Kentsel dönüşüm projelerinin semtlerin dokusunu nasıl değiştirdiğine dikkat çekilen raporda, bu dönüştürme sürecinin yerleşik halkın sosyo-kültürel yapısını görmezden geldiği tespitinde bulunuluyor. Tophane olayı da mahalle kültürü ve tarihsel derinlik; medya, aydınlar ve siyasilerin olaya bakışı bağlamıyla birlikte bu çerçevede ele alınıyor.
"Tophane Örneğinde Sanat Algısı ve Kentsel Dönüşüm" adı verilen raporun sunumunda şu ifadelere yer veriliyor:
Birçok medeniyete ev sahipliği yapan, farklı inanç ve kültürleri içinde barındıran şehirler; kültürel, sanatsal, toplumsal özellikleriyle varlıklarını anlamlı kılarken, küreselleşmenin etkilerinin giderek daha fazla hissedildiği günümüzde, bu özelliklerini korumakta daha çok zorlanır oldular.
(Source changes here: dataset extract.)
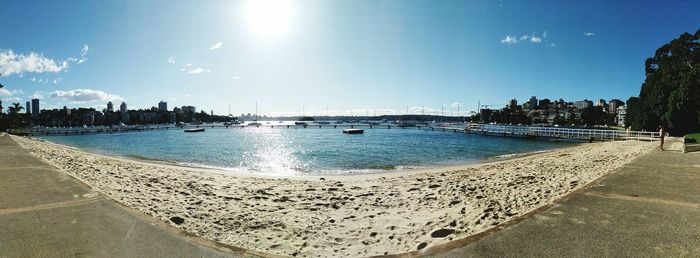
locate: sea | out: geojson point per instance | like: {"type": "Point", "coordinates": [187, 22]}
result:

Bugün İstanbul için de benzer bir sürecin varlığını tespit etmek zor değil. Kentsel dönüşüm projeleriyle pek çok tarihi mekân ve semtler yeniden yapılandırılırken, yapılanma sırasında bazı semtlerin dokusu değiştirilip/dönüştürülüyor.
Bir zamanlar "varoş" nitelemesiyle yok sayılan ve göç yoluyla şehre intikal etmiş vatandaşlarımızın yerleşimine terk edilen birçok semt, son yıllarda giderek artan bir ilgiyle adeta yeniden keşfediliyor. Söz konusu ilginin doğal bir gereği olarak yeniden yapılandırılma sürecine giren semtler, yerleşik halkın sosyo-kültürel yapısı görmezden gelinerek, yeni yerleşimcilerin istediği biçime sokuluyor.
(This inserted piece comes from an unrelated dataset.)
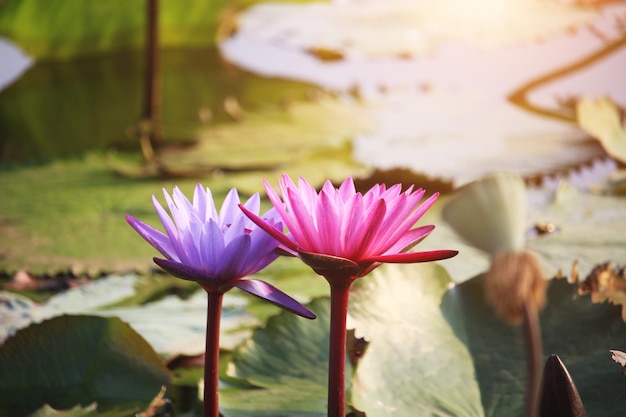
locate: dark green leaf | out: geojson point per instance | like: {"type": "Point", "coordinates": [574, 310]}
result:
{"type": "Point", "coordinates": [72, 360]}
{"type": "Point", "coordinates": [414, 365]}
Küreselleşmenin etkisiyle biçimlenen sanat algısı kendi toplumsal değerlerini ötekileştirerek, yeni bir alanda varlığına anlam bulmaya çalışıyor. Ne hazindir ki, bugün ülkemizde sanat ve sanatçıyı temsilen ortaya konan faaliyetler çoğu kez geleneksel değer ve kültürleri yok sayar bir biçimde icra edilmektedir.
İstanbul'un tarihi semtlerinden biri olan Tophane de bu sürece, "tarihi ve kültürel" değerleri dikkate alınmadan dâhil edildi.
Kamuoyunda taraflı ve sübjektif bir yaklaşımla gündeme gelen "Tophane Olayı", kapsamlı bir analize ve sağlıklı bir değerlendirmeye ihtiyaç duyuyor.